Depending on who you ask, prom was either the greatest night of their life or the most dreadful experience they had in high school.

The event has an odd way of highlighting one’s differences, as it expects students across the social strata to fit under the same umbrella for one night.

That’s why creating a book summing up the prom experience as a whole is not an easy feat.
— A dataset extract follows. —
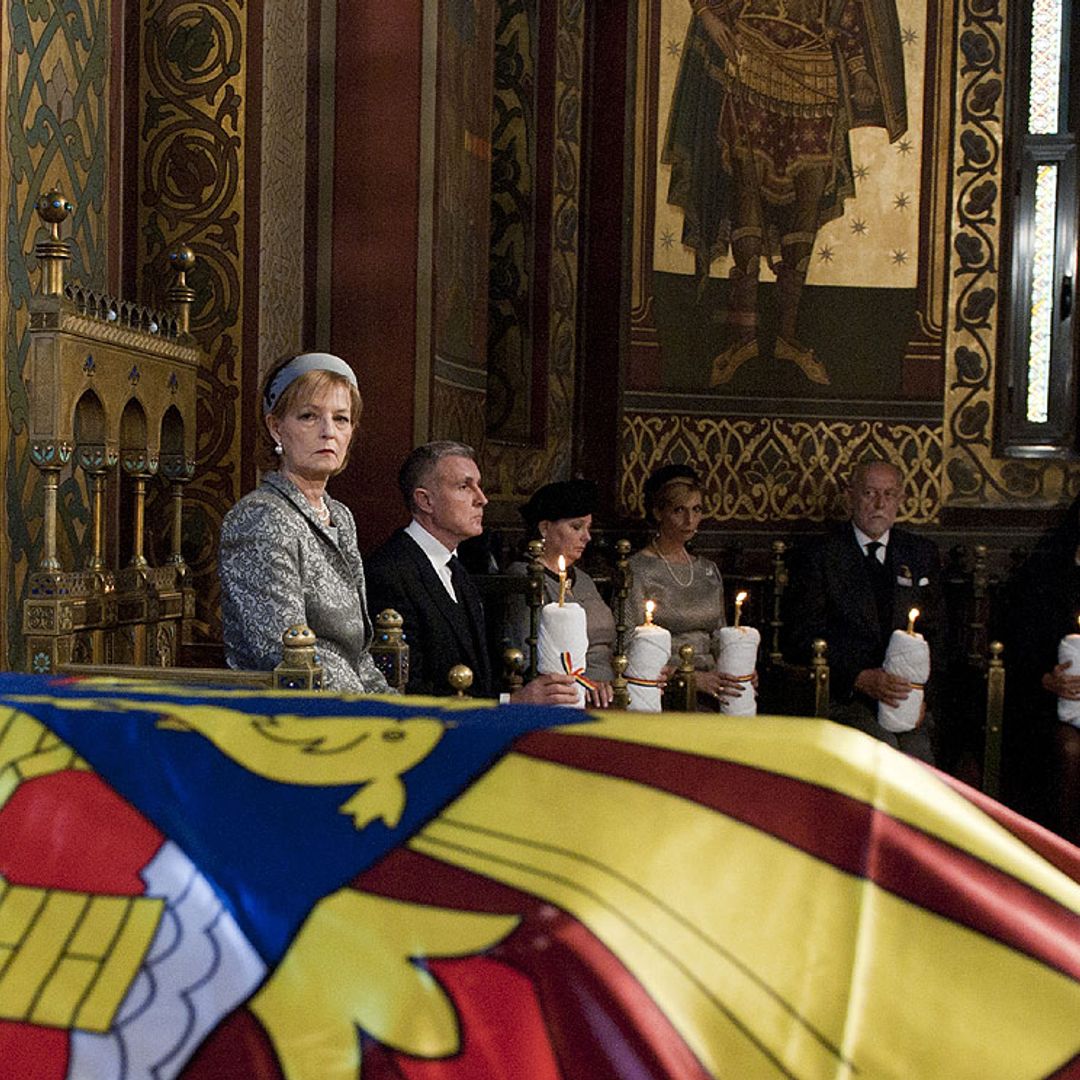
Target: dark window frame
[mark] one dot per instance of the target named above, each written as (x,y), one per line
(1058,436)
From detailing the tedious search for an outfit, to encompassing the anxiety a student feels wondering whether they’ll get lucky for the first time – there’s a lot to write about.
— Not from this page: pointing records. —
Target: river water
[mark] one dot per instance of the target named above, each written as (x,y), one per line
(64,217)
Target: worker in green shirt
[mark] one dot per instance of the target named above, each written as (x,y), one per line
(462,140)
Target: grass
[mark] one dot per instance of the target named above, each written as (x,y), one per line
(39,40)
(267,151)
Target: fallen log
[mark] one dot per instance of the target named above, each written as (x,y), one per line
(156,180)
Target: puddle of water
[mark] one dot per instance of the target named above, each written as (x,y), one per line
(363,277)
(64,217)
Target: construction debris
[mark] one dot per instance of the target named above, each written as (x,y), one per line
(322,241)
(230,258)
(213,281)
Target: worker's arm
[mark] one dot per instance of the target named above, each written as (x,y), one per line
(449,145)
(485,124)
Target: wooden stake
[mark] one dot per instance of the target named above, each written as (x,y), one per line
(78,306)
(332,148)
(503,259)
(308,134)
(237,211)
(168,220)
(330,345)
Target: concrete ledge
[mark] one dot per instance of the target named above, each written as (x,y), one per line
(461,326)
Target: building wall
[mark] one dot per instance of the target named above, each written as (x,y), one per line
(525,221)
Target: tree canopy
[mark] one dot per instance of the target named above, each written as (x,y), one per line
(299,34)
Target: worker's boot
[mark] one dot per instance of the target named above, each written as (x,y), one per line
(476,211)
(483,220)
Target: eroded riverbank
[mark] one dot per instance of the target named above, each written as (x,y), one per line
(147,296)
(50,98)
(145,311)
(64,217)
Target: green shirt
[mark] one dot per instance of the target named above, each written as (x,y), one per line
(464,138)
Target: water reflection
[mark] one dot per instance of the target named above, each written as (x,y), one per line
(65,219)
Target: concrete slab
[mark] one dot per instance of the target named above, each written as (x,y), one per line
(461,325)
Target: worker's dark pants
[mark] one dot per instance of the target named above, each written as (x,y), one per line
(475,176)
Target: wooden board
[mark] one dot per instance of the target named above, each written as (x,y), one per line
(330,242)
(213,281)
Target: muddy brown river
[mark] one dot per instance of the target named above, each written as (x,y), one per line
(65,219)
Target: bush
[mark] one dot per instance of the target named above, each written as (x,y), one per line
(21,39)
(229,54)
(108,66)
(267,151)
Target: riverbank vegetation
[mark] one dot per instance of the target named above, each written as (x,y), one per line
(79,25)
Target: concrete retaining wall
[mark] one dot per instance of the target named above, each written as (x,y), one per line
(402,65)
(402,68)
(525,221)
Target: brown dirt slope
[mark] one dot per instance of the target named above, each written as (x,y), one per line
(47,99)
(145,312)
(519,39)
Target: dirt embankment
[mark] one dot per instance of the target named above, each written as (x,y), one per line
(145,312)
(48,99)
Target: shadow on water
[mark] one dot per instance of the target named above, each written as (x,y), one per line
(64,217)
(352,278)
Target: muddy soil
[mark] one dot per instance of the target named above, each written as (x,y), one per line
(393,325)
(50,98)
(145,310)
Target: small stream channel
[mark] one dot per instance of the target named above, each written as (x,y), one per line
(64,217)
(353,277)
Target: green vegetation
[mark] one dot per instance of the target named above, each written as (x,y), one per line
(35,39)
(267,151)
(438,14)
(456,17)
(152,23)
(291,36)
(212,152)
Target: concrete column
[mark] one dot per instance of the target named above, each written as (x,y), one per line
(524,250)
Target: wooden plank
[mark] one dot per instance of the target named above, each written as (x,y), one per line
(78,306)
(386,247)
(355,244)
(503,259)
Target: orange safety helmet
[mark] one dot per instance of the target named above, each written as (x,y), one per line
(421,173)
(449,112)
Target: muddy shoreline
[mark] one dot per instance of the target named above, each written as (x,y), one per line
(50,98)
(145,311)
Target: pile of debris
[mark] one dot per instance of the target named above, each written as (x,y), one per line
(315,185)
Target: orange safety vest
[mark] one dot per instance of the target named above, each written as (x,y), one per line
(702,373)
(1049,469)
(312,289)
But Rob Spillman, editor for Portland-based literary magazine Tin House, took on the challenge in his new book “The Time of My Life: Writers on the Heartbreak, Hormones, and Debauchery of The Prom.”

“The American prom is a three-billion dollar industry,” Spillman writes in the book. “The coming-of-age ritual is commercialized with books on how to plan your prom, young adult novels with prom themes, and magazines dedicated to prom-worthy hairstyles, flowers, limousines, makeup, and dresses, and there are entire companies devoted to making the teen’s prom one in a million.”

The book features a collection of essays written by 17 former students about their prom night experiences. The good, bad and ugly aspects of the “three-billion dollar industry” are shared with the reader within the humorous anecdotes.

Prom as an experience is difficult to retell, but each storyteller gives background information about themselves that gives them a humanizing element.

The stories themselves are varied — everything from sex romps, going stag to the prom or skipping it altogether are included in the book.

The first essay sets the tone for the demeanor of the book, where writer Walter Kirn describes his prom night experience with two dates — both of whom were foreign exchange students.

“Some new bond was being stirred up in that cramped car,” Kirn writes, describing his post-prom experience with his dates. “Some fresh form of international understanding that the Rotary Club, who sponsored the exchange program, might not have planned on but shouldn’t have been displeased by.”

Readers from different decades will find their era of prom represented at least once in this book. Allusions to proms featuring rock ballad-heavy musical selections are mixed in with stories from early 1990s accounts.

The social hierarchy also is well-represented here, as the book highlights the spectrum of ne’er-do-well social outcasts to popular, privileged kids all in a mad scramble to make “that special night” live up to its tag.

“The Time of My Life” does a great job of detailing the rites of passage prom presents in a way that any past student would find interesting. Although that time has passed for college students, now is as good a time as ever to reflect on the special night and the adventure attached to it.